Mais pour le moment je voudrais vous parler d'une autre pâte, celle dont on fait le papier, ce qui est assez "raccord" avec le billet du début du mois expliquant comment on fabrique les crayons.
La région d'Ambert était l'une des toutes premières à produire du papier en France dès le début du XIV° siècle. Dans un un hameau enfoui dans la verdure et dont certains bâtiments remontent au XV° siècle, j'ai eu l'occasion de visiter cet été le dernier témoin de ce que fut le berceau de la papeterie française.
Nous sommes dans la verdoyante vallée de Laga, fraiche en soirée même par temps de canicule. Le moulin Richard de Bas est le dernier moulin à papier d'Auvergne. C'est ce qu'on appelle un "musée vivant" parce qu'il est encore en pleine activité. Il emploie une dizaine de personnes à l'année, sans compter els saisonniers. On peut voir la feuille de papier naitre sous nos yeux, comme au premier temps de cette industrie, en 1326. On y produit encore aujourd'hui 200 feuilles par jour, destinées aux éditeurs, artistes et amoureux du beau papier.
Cette roue actionne "l’arbre à cames", dont la finalité est de produire un mouvement de va-et-vient à une, ou plusieurs masses. Cet arbre est un tronc de sapin d'une dizaine de mètres de longueur avec des cames rapportées, elles aussi en bois, qui sont régulièrement arrosées pour qu'elles ne se détachent pas. Ces morceaux de bois, en tournant, actionnent chacun une pile qui fonctionne comme un marteau et écrase le chiffon mélangé à l’eau.

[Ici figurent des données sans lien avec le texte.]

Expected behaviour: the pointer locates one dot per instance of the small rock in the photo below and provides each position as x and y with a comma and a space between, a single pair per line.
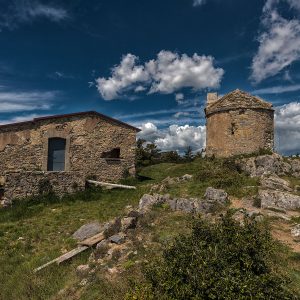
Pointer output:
2, 180
112, 227
133, 214
101, 249
128, 223
278, 199
5, 202
87, 230
113, 271
83, 282
186, 177
295, 231
216, 195
118, 238
147, 201
297, 188
274, 182
82, 270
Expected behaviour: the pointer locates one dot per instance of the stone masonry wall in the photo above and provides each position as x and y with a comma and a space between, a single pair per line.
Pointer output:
239, 131
23, 184
24, 151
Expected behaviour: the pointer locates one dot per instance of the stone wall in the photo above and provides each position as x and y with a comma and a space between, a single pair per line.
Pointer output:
239, 131
24, 151
22, 184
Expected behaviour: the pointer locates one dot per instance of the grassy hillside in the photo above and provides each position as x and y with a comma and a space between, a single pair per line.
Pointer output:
39, 229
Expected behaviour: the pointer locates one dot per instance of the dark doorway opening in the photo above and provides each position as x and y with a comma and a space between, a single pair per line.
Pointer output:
56, 154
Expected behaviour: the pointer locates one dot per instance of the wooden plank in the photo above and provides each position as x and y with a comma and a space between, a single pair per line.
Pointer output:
113, 185
63, 257
93, 240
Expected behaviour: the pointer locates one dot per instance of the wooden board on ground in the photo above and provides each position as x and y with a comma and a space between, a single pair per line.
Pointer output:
63, 257
93, 240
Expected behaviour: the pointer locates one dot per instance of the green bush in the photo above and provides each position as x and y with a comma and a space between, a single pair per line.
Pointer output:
221, 260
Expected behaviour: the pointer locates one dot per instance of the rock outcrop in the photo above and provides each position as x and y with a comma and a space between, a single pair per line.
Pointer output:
87, 230
274, 182
269, 164
278, 199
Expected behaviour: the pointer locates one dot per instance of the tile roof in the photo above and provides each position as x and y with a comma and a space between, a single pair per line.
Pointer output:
78, 114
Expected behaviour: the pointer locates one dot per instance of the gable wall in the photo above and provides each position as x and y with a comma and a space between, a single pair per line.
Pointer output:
24, 149
239, 131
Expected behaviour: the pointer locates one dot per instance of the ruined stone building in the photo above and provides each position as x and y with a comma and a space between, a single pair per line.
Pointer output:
62, 151
238, 123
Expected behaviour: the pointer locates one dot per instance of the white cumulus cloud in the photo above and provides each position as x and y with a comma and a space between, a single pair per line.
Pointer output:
279, 42
287, 126
168, 73
181, 137
175, 137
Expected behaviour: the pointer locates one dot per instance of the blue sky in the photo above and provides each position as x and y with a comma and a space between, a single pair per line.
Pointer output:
150, 63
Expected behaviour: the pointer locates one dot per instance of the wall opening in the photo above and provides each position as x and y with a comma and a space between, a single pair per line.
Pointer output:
1, 194
56, 154
112, 154
233, 128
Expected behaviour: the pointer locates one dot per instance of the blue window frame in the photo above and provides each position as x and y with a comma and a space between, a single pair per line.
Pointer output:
56, 154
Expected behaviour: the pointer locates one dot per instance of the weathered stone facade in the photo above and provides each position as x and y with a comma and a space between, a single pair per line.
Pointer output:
238, 123
89, 137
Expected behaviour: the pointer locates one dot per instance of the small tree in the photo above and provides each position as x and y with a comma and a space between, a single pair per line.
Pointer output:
221, 260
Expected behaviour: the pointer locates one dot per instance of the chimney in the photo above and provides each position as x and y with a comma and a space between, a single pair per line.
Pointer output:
211, 98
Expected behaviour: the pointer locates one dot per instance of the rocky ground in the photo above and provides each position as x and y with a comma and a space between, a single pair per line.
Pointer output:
277, 201
135, 234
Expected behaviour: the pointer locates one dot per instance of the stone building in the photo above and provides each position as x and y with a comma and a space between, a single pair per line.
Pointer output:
238, 123
62, 151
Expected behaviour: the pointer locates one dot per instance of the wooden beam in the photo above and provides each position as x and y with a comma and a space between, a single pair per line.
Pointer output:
63, 257
112, 185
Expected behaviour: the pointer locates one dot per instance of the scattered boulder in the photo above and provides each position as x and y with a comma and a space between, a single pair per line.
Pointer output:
2, 181
88, 230
118, 238
160, 188
5, 202
261, 165
82, 270
101, 249
128, 223
278, 199
269, 164
133, 214
190, 205
295, 231
215, 195
274, 182
295, 167
112, 228
147, 201
186, 177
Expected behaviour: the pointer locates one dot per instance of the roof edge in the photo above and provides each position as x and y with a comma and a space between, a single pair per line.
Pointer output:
78, 114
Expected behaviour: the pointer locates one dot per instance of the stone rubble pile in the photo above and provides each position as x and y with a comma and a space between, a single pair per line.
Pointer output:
160, 188
117, 243
274, 192
211, 198
269, 164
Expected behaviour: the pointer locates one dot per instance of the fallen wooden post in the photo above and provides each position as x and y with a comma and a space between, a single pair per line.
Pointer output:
112, 185
63, 257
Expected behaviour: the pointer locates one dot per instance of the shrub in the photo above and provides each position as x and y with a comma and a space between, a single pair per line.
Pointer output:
221, 260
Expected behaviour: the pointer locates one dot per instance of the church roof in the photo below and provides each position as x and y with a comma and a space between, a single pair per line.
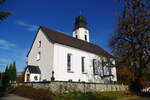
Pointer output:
34, 69
64, 39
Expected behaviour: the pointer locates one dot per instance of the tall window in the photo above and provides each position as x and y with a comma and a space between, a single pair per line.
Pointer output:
76, 36
68, 62
94, 65
85, 37
39, 44
83, 63
38, 56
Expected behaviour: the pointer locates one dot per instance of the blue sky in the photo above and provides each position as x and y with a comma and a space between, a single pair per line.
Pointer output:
18, 30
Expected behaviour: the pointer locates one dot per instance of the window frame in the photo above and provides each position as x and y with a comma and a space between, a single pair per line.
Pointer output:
38, 57
69, 62
82, 64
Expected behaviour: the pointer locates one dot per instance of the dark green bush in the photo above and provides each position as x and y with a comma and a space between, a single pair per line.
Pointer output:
41, 94
35, 94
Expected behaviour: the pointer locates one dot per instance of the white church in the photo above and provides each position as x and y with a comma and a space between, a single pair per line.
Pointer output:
55, 56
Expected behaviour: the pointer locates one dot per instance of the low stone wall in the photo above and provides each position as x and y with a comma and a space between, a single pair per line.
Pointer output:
74, 86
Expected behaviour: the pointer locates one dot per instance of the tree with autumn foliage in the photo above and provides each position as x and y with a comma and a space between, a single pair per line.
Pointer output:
131, 41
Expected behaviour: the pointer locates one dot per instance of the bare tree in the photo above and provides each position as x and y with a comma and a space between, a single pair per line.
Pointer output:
131, 42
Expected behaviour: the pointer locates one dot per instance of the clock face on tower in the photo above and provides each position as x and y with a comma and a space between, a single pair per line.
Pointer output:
80, 30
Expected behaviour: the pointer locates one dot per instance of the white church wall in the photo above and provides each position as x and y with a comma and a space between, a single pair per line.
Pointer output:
45, 61
60, 64
33, 79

Avec l'été et la récolte des fleurs dans les jardins, c'est le papier à inclusions florales qui s'impose, haut en couleurs et en diversité. Le papier à fleurs permet l'impression de poèmes, de faire-part, de menus à l'occasion de fêtes, mais aussi la réalisation d'abat-jour.
Pendant les mois de juillet et août, si vous avez de la chance, les bouquetières disposeront devant vous les compositions florales sur les feuilles. La production n'excède alors pas une dizaine de feuilles par jour tant les créations requièrent minutie et délicatesse. Les compositions florales sont des oeuvres uniques destinées à l'encadrement telles quelles pour le plaisir des yeux. Marque-pages et cartes de correspondance sont également réalisées. Il peut y avoir parfois des ateliers de composition florale proposés aux visiteurs.
On peut acheter des feuilles vierges ou des reproductions à la fin de la visite, comme ce poème de Paul verlaine ou le Serment d'Hippocrate.
Dans le passé la centaine de moulins de la région a contribué à fournir en papier l'Encyclopédie de Diderot et d'Alembert pendant plusieurs années au XVIII° pour le tirage des gravures.
Le papier du moulin Richard de Bas a également servie à l'exemplaire unique de la Constitution de la V° République Française de 19658, ou encore des diplômes de Prix Nobel, ainsi que bien d'autres éditions prestigieuses.
L'ancienne demeure du dernier maitre papetier ayant vécu au Moulin est également une visite intéressante, à laquelle je vous convierai dans quelques jours. A cette occasion vous voyagerez à travers les siècles et les continents pour connaitre l'histoire du papier inventé il y a pratiquement 2000 ans ... en Chine, ce qui en fait une invention récente en quelque sorte.